Was servicing a brand new ARF Daytona Ghost last week and this is exactly why I always say QC alone is not enough.
Opened up the caseback expecting the usual and immediately saw something off. The factory installed the wrong caseback gasket. It didn’t even sit properly in the channel. No compression, no seal, nothing.
On top of that, every critical gasket for water resistance was completely dry. No lubrication on the caseback gasket, crown gasket, or pushers.
This isn’t a minor issue. This watch would have failed a pressure test instantly.
Realistically, this thing was one hand wash away from moisture getting in. Even sweat over time could’ve caused problems.
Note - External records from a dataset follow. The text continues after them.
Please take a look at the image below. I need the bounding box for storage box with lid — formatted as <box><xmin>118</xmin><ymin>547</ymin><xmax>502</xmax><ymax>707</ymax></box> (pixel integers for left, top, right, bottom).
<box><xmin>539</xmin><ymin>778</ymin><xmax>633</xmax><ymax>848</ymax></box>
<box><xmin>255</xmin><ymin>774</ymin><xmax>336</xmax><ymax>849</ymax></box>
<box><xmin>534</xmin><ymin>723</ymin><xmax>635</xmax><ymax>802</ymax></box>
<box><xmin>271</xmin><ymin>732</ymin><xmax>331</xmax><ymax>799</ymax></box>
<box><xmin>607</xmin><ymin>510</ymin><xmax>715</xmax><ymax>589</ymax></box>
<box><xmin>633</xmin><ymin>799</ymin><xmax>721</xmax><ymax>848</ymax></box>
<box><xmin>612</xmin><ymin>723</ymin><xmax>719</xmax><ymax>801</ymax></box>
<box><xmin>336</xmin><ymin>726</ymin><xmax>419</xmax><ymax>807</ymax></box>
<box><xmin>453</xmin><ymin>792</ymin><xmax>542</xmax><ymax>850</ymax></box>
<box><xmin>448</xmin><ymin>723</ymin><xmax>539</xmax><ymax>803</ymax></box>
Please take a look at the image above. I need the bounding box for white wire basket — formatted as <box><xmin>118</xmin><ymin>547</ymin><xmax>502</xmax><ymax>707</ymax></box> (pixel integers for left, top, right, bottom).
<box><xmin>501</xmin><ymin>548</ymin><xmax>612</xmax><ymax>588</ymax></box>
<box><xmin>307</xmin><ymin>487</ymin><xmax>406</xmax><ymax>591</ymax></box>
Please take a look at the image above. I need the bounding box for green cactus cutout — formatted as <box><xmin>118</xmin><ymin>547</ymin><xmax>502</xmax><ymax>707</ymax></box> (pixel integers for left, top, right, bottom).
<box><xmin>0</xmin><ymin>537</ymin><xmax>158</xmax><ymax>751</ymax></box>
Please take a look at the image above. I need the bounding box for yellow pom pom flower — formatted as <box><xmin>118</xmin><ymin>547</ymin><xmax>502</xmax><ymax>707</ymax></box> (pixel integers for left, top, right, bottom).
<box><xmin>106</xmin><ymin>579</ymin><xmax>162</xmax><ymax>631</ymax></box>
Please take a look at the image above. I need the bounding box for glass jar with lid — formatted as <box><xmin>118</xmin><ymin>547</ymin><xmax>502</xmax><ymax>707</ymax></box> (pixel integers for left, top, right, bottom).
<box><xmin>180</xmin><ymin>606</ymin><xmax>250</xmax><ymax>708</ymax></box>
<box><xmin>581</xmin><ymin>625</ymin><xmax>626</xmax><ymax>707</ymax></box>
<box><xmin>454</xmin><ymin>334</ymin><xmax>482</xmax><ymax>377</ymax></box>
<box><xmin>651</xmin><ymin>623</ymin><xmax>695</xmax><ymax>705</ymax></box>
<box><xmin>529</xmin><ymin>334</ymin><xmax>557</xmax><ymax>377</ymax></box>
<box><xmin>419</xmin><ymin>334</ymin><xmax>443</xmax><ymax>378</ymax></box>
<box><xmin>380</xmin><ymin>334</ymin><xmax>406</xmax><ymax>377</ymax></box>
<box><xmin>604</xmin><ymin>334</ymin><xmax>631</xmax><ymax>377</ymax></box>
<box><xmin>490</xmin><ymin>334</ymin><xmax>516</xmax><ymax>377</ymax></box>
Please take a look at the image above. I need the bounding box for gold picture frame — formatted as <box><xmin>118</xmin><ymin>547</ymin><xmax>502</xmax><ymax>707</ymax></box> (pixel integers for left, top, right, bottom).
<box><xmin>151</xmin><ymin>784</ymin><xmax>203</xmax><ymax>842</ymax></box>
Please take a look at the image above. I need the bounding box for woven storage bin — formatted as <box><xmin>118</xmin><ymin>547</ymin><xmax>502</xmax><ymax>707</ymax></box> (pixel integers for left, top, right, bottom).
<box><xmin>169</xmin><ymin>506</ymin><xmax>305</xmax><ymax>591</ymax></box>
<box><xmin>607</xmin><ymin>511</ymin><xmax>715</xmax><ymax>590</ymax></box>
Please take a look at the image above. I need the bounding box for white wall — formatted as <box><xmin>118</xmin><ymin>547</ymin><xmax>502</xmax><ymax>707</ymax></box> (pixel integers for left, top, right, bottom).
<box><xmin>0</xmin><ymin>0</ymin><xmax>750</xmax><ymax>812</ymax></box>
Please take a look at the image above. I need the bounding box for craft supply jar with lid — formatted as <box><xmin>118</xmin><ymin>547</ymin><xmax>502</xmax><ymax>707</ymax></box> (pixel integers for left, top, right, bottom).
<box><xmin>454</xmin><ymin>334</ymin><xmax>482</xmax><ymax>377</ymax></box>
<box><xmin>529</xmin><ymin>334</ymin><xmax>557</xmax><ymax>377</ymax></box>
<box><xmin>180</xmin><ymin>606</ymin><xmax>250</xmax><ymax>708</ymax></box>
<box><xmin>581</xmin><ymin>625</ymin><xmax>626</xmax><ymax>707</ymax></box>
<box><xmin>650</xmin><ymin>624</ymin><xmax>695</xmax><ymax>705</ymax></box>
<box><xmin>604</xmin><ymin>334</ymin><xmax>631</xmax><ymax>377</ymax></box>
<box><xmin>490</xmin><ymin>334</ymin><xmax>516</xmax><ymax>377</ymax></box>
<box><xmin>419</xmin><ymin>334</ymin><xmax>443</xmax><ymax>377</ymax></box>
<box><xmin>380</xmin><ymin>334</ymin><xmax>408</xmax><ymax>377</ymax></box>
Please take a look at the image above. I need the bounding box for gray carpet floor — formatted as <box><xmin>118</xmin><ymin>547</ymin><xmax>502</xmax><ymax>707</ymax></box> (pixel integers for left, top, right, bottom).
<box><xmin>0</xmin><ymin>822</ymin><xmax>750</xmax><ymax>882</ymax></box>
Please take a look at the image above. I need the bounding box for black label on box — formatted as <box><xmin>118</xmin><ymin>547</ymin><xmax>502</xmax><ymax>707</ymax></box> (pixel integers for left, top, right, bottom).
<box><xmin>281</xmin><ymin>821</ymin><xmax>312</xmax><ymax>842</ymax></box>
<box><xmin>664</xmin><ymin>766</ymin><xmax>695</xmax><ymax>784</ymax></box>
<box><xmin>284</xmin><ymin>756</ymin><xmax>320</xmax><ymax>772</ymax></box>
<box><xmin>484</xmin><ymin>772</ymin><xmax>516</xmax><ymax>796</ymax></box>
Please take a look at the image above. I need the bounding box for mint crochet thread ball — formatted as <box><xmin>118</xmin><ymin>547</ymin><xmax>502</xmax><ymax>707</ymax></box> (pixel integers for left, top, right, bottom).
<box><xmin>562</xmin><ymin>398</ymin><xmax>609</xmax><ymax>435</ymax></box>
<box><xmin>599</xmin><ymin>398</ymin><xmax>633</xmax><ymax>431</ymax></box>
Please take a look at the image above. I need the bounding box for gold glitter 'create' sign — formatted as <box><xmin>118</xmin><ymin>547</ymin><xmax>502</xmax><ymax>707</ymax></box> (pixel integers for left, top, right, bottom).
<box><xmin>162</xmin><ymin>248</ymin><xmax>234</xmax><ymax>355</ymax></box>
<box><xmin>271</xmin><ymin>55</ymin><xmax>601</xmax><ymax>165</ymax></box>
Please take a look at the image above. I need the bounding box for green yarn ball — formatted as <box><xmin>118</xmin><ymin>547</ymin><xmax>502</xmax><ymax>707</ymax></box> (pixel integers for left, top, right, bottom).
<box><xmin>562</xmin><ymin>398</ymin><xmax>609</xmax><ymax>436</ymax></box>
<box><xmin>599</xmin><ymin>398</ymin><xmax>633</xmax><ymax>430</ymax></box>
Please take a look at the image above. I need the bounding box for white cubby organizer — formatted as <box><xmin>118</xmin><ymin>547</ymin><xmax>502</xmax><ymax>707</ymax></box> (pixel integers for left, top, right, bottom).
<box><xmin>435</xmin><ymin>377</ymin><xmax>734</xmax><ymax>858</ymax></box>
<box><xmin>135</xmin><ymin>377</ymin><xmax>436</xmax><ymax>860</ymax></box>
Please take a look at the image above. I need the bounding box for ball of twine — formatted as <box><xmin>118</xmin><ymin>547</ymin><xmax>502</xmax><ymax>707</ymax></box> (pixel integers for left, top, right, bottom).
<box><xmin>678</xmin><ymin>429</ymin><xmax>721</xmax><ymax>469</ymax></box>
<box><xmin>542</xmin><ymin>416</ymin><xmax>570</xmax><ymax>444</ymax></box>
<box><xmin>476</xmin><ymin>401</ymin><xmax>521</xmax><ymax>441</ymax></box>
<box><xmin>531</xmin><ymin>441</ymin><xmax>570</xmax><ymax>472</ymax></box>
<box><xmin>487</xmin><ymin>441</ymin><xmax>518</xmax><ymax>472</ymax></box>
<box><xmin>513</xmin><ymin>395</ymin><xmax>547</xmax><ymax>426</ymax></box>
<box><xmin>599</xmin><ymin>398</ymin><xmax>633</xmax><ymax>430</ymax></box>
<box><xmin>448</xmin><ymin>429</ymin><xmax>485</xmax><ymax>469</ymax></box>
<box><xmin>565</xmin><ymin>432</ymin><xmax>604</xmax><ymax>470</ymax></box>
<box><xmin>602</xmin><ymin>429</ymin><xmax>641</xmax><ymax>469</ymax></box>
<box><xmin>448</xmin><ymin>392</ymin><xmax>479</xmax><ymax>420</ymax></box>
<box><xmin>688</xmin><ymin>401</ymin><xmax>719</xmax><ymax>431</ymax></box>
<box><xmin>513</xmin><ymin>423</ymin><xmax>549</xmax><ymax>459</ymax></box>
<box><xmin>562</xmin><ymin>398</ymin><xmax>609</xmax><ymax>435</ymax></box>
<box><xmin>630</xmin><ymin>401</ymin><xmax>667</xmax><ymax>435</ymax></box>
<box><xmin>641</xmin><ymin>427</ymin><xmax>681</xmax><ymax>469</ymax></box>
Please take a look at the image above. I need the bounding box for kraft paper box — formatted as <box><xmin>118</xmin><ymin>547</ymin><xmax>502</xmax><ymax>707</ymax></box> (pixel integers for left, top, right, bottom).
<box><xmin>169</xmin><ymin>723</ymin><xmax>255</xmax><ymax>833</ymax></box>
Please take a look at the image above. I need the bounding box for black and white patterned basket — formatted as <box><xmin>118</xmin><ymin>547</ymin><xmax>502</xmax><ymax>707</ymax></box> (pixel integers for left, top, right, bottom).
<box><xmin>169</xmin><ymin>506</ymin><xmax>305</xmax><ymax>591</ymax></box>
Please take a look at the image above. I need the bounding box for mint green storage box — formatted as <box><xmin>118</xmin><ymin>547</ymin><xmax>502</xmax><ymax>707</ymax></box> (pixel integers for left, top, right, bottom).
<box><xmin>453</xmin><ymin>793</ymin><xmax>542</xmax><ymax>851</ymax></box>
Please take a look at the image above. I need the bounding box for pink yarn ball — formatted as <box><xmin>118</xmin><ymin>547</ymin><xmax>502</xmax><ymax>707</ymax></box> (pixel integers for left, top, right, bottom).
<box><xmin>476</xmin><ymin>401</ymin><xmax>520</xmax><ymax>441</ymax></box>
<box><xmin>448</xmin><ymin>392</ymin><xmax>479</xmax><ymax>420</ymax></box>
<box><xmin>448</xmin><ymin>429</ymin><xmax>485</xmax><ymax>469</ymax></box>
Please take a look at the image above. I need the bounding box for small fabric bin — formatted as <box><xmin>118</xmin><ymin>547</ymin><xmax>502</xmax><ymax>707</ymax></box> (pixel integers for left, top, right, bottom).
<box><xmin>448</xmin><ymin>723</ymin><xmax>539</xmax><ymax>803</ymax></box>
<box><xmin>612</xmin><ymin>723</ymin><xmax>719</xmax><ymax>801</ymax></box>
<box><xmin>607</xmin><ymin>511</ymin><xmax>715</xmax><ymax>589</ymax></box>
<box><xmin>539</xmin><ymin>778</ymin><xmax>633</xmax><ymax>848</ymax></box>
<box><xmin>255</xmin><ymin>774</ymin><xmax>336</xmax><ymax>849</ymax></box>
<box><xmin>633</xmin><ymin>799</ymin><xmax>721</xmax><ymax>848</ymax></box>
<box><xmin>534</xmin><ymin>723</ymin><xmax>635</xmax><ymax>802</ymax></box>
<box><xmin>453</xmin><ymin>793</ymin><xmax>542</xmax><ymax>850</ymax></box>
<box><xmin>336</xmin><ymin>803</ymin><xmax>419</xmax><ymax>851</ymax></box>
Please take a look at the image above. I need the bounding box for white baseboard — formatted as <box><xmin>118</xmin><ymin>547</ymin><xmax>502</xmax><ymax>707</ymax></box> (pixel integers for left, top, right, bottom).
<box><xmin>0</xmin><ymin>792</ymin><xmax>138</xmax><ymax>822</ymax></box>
That’s the part people don’t think about. You can have a perfect dial, perfect rehaut, great timegrapher numbers, and still have something like this lurking underneath.
Factories like ARF, VSF, Clean, etc are solid, but they’re still assembly line operations. Stuff slips through more often than people think.
QC photos will never catch this. You only see it once the case is opened.
This is why servicing isn’t just about regulation or making it run better. It’s about catching issues that can actually kill the watch long term.
At a minimum, you want:
• movement check
• gasket inspection and lubrication
• pressure testing
Without that, you’re basically trusting factory assembly blindly.
Just wanted to share because this one was pretty bad and would have 100% caused issues down the line.